Капитул конгрегации, собравшийся в Кельне в мае 1512 года, показал, что большинство придерживалось взглядов Штаупица. Его снова избрали на пост викария епископа. Сохранил за собой место настоятеля Виттенбергского монастыря и Венцеслав Линк, один из горячих сторонников Штаупица. Лютера, которому едва исполнилось 29 лет, но который успел зарекомендовать себя в качестве яростного защитника идей викария, назначили помощником настоятеля все в том же Виттенберге. Таким образом, монастырь, который возглавили сразу два наиболее убежденных поборника новых веяний, превращался в оплот борьбы против радетелей строгого устава.
При таких обстоятельствах успешная сдача Лютером экзаменов не вызывала ни малейших сомнений. Вернувшись в университет после трехлетнего отсутствия, он не посетил ни одной лекции, но 4 октября 1512 года получил степень лиценциата богословия. Пятнадцать дней спустя, 19 октября того же года, ему присвоили и докторскую степень. Экзаменационную комиссию возглавил Карлштадт, а одним из поручителей выступил настоятель Линк.
7.
ИСЦЕЛЕНИЕ (1512—1516)
1512 год знаменовал собой начало периода, важность которого для развития личности Лютера трудно переоценить. Именно в это время перед ним замаячила реальная надежда избавиться от своего недуга. Путешествие в Рим действительно оказало на него глубочайшее влияние, но не потому, что он узнал о существовании пороков, которые бытовали и в Саксонии, и воочию увидел дворцы церковных иерархов, которых хватало и в Майнце или Аугсбурге, а потому, что он наконец-то вырвался из тесной клетки самосознания. Ведь это он, зажатый и робкий монах, привыкший без конца копаться в собственных переживаниях, стал в оппозицию к власти, получил от собратьев важное поручение и без провожатых проделал далекое путешествие! Теперь все переменилось. Теперь он стал доктором и монастырским начальником. Еще вчера ему позволялось только слушать, что говорят другие, а теперь он сам учил окружающих. Еще вчера он только покорно исполнял, что ему прикажут, а теперь сам приказывал другим.

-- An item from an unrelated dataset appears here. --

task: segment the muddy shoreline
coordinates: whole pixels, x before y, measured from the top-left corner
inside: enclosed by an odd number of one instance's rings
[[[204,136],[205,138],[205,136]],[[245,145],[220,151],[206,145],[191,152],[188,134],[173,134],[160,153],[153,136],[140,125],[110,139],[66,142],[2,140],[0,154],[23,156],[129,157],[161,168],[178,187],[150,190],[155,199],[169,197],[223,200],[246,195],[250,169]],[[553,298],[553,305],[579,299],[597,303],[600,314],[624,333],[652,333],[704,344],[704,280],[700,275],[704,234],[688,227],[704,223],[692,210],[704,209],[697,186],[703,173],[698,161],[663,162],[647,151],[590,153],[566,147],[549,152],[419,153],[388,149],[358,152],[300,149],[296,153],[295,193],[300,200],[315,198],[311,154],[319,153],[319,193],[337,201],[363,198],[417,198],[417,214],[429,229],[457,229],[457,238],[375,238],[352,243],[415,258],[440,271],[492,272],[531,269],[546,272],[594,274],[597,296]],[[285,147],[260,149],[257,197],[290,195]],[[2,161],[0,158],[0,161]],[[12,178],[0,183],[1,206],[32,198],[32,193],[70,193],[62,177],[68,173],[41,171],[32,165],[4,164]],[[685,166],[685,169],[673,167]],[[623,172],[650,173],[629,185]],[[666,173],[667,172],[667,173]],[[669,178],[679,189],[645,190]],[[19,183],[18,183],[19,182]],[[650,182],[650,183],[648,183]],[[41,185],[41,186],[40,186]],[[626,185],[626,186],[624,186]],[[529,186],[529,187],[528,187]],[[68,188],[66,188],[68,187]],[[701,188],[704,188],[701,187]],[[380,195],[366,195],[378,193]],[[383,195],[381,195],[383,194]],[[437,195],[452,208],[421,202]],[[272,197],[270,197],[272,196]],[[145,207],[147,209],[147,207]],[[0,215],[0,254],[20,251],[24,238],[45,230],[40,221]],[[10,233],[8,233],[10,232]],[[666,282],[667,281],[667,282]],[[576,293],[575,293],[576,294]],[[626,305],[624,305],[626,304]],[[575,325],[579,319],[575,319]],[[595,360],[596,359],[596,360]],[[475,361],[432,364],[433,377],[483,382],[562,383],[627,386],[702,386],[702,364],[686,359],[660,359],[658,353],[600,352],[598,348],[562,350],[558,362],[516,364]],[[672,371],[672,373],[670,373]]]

Душевные его страдания пошли на спад. Правда, его все еще донимали сильнейшие головные боли, а мыслями владел так и нерешенный вопрос о его предназначении. На исповедь он по-прежнему ходил охваченный изнутри парализующим страхом. Зато теперь он понял, что нет смысла биться головой о стену, если есть возможность ее попросту обойти. Одной проблемой, которая не давала ему покоя по меньшей мере последние пять лет, он поделился со Штаупицем. Может ли покаяние, которое является одним из «дел», примирить человека с Богом? По своему обыкновению, Штаупиц и не подумал искать ответ в дебрях теологии; для него учение и практическая деятельность всегда существовали параллельно. О каком покаянии идет речь? Если о таинстве, то Церковь учит, что кающийся грешник, принимая причастие, очищается от грехов благодаря Христу-Спасителю. Или об умерщвлении плоти, которое практикуют монахи, исполненные ненависти к греху? Впрочем, исповедника эти нюансы и не интересовали. Он хотел одного: успокоить и приободрить томимого тоской Мартина. «Без любви ко Христу нет покаяния, — говорил он. — Предавшись без остатка Христу, обретешь ты душевный покой». Эти слова произвели на Лютера впечатление. Теперь он понимал, что только вера в Христа наполняет смыслом духовную жизнь. Для чего же он раньше потратил столько сил на то, чтобы найти оправдание своим прегрешениям? И зачем так страдал, вспоминая о них?